AWS provides three ways to create highly available SQL Server databases. Most customers use the single-click Multi-AZ Amazon Relational Database Service (Amazon RDS) for SQL Server deployment. With Amazon RDS for SQL Server, you can enable the Multi-AZ option, which replicates data synchronously across different Availability Zones without the need to set up high availability manually.
If Amazon RDS isn’t suitable for your environment, you can set up high availability using either SQL Server Always On failover cluster instances (FCIs) or Always On availability groups on Amazon Elastic Compute Cloud (Amazon EC2). We recommend setting up high availability at the SQL Server instance level using FCIs on Amazon EC2 by using Amazon FSx for Windows File Server as the Multi-AZ managed continuously available (CA) shared storage. SQL Server FCIs on Amazon EC2 with Amazon FSx costs 50–60% less compared to setting up replicas for all user databases using Always On availability groups.
However, we recognize that there could be situations where FCIs alone may not meet all your business needs. For example, you may prefer to have a dedicated instance for read-heavy reporting needs that doesn’t overload the shared storage for FCIs. In this post, we walk you through a hybrid approach involving both FCI and availability groups to meet such needs by setting up a standalone SQL Server node as a database availability group replica of a SQL Server FCI serving production.
The solution assumes that you have a SQL Server FCI with a primary and secondary node configured and running on Amazon EC2. We configure a third SQL Server node as an additional node in an existing Windows failover cluster and create a new availability group. Next, we configure an availability replica of one or more databases hosted on the FCI, which replicates the database to the third SQL node.
The databases configured to replicate using the availability group maintain an individual copy of database files in the storage system attached to the third node. An overview of the architecture is depicted in the following diagram.
In this example, we use FSx for Windows File Server as shared storage for SQL Server FCI deployment and File Share Majority witness. Amazon FSx automatically handles failover, simplifying shared storage to host database deployments while reducing cost.
The SQL Server FCI uses Windows Server failover clustering, which requires more than half the nodes to be running to maintain high availability. It uses quorum to maintain the availability and is designed to prevent split-brain scenarios, which can happen when the nodes can’t communicate with each other. In this architecture, we have configured a cluster quorum using File Share Majority on FSx for Windows File Server as quorum witness to constitute the majority of the cluster to remain online. A File Share Majority witness works over SMB file share and doesn’t require a clustered disk, which is generally required for Disk Majority quorum. Also, a file share witness doesn’t store a copy of the cluster database, therefore you have fewer security concerns. For more details on available quorum types, see Quorum configuration choices.
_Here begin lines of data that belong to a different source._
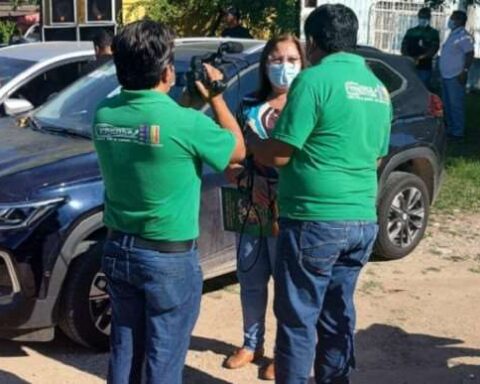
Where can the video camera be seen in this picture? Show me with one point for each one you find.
(217, 59)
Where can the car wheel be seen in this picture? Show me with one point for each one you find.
(85, 307)
(402, 215)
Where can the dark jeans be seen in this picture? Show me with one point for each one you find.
(426, 76)
(155, 304)
(316, 271)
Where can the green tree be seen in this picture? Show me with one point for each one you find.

If you’re unsure how to deploy a SQL Server FCI or want to automate the deployment on AWS using FSx for Window File Server, you can use the AWS Launch Wizard. AWS Launch Wizard provides a simple console-based provisioning experience to deploy a SQL Server FCI high availability environment. Alternatively, you can use AWS Quick Start.
Configure a SQL Server availability group with an FCI
Presuming you have the SQL FCI with primary and secondary nodes configured using FSx for Windows File Server, you can start by connecting to the third EC2 instance to use as the SQL availability group node. For this post, I refer to the SQL Server nodes as Node 1 (FCI), Node 2 (FCI), and Node 3 (standalone availability group). Complete the following steps to configure the SQL standalone availability group node and replicate your databases.
Configure SQL Server
Configure Always On high availability
You must enable Always On high availability on SQL Server FCI instances as well as standalone instances. If you haven’t configured it yet, complete the following steps to enable Always On HA on Node 3 (standalone availability group) and the FCI owner node. To check which FCI node is owner or primary, complete the following:
Go to Failover Cluster Manager.
Choose the cluster name.
Note the node name under Current Host Server.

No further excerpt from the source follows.